Futbolda Alman devri
22 Mayıs 2013Avrupa Şampiyonlar Ligi finalinde Bayern Münih ile Borussia Dortmund takımlarının karşı karşıya gelecek olması, Alman futbolunun en başarılı sezonlarından birini geçirdiğini gösteriyor.
Hamburg'daki Dünya Ekonomisi Araştırma Enstitüsü uzmanı Henning Vöpel iki finalist, Dortmund ve Münih'in Wembley'deki tarihî final karşılaşmasına kadar Şampiyonlar Ligi'nde ne kadar para kazandığını hesaplamış. Vöpel “Son sezonda Avrupa Şampiyonlar Ligi'ne katılmaya hak kazanan her takıma UEFA 8,6 milyon euro ödedi. Kazanılan her maç ve atlanan her tur için de ekstra prim ödendi. Kupayı kazanan takım bir sezonda 60 milyon euro kazanmış olacak” açıklamasını yapıyor.

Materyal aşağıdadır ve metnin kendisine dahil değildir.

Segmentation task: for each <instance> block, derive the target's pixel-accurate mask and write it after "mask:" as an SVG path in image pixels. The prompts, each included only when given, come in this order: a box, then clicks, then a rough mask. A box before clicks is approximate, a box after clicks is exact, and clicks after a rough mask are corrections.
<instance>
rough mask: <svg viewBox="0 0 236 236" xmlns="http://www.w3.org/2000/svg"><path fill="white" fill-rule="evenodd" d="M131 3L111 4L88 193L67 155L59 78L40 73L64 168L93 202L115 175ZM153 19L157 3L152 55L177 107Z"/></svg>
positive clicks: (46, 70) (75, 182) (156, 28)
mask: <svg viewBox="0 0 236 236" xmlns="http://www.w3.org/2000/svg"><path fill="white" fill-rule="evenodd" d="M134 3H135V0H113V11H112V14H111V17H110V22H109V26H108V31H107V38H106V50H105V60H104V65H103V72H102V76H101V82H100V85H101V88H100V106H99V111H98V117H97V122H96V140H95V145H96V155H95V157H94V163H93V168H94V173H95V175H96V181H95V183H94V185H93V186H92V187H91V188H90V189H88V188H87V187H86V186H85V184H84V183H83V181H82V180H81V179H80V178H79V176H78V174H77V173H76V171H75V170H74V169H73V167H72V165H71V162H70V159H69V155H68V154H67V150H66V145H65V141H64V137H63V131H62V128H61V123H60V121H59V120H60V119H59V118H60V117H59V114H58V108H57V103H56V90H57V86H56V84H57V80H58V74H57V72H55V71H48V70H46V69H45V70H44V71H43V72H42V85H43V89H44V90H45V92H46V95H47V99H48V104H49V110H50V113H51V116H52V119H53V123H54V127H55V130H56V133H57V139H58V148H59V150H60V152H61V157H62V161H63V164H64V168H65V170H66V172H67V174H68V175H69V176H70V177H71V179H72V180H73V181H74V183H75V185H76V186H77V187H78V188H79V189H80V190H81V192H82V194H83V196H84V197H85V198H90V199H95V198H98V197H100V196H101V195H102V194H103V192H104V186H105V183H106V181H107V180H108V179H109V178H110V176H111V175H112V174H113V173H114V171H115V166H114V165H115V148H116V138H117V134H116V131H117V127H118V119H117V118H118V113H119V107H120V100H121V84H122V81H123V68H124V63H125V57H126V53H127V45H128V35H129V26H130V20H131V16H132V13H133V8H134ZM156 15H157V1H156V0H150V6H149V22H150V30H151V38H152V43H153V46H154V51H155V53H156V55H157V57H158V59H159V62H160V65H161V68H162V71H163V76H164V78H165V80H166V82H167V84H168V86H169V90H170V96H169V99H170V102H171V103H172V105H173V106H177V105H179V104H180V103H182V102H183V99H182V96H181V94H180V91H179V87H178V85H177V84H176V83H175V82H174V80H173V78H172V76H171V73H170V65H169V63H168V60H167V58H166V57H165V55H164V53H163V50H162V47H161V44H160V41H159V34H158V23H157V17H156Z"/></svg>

Finali kaybeden takım da Londra'dan eli boş dönmeyecek. "Dortmund kazansa da kaybetse de fark etmez" diyen Henning Vöpel, “Dortmund Avrupa Şampiyonlar Ligi finalini kaybetse bile bu sezonda en az Bayern Münih kadar hasılat yapmış olacak” şeklinde konuşuyor.
'Arada dağlar kadar fark var'
Ancak futboldan yağan para, Dortmund'un malî bakımdan Bayern Münih'in eline su dökeceği anlamına gelmiyor. Ekonomist Sascha Schmidt, arada dağlar kadar fark olduğunu belirtiyor:
“Şampiyonlar Ligi finaline yükselmiş olmasına rağmen Dortmund'un, Bayern Münih'in rakamlarına erişmesi mümkün değil.”
Henning Vöpel de, Bayern Münih'in malî bakımdan bir üst ligde oynadığı görüşünde. Vöpel “İki kulübün lisanslı futbolcu bütçesine baktığımızda, Bayern'in 125 milyonuna karşılık, Dortmund'un sadece 50 milyonluk bütçeyle kadro kurduğunu görüyoruz” diyor.
Bayern Münih'in profesyonel kadrosundaki oyuncuların piyasa değeri 430 milyon euroyu bulurken Dortmundlu yıldızların toplam piyasa değeri 254 milyon euro. Bayern Münih'in üye sayısı da Dortmund'dan bir kat fazla. Dortmund kulübü kendi televizyon kanalını 12 ülkede pazarlıyor. Bayern Münih Televizyonunu alan ülkelerin sayısı ise 90'ı buldu.
'Diğer birinci lig kulüplerine de yarayacak'
Şampiyonlar Ligi finali hem prestij hem de yeni pazarlama imkanları açısından her iki kulüp için de son derece önemli. Hamburglu ekonomi uzmanı Henning Vöpel bu iki kulübün başarısının diğer 16 birinci lig takımına da yarar sağlayacağını belirtirken, Sascha Schmmidt de Bundesliga markasının daha da değerleneceğini söylüyor:
“Şampiyonlar Ligi finalinin iki Alman takımı arasında oynanması diğer birinci lig kulüplerine de yarayacak. Naklen yayın haklarının daha çok para edecek olmasından bütün Bundesliga takımları faydalanacak.”
Bundesliga maçlarının televizyondan naklen yayın hakkı tek elden pazarlandığı için pastadan küçük kulüplere de pay düşecek. Aslan payını büyük kulüpler alacak ama toplam hasılatla birlikte, küçük kulüplerin geliri de artacak.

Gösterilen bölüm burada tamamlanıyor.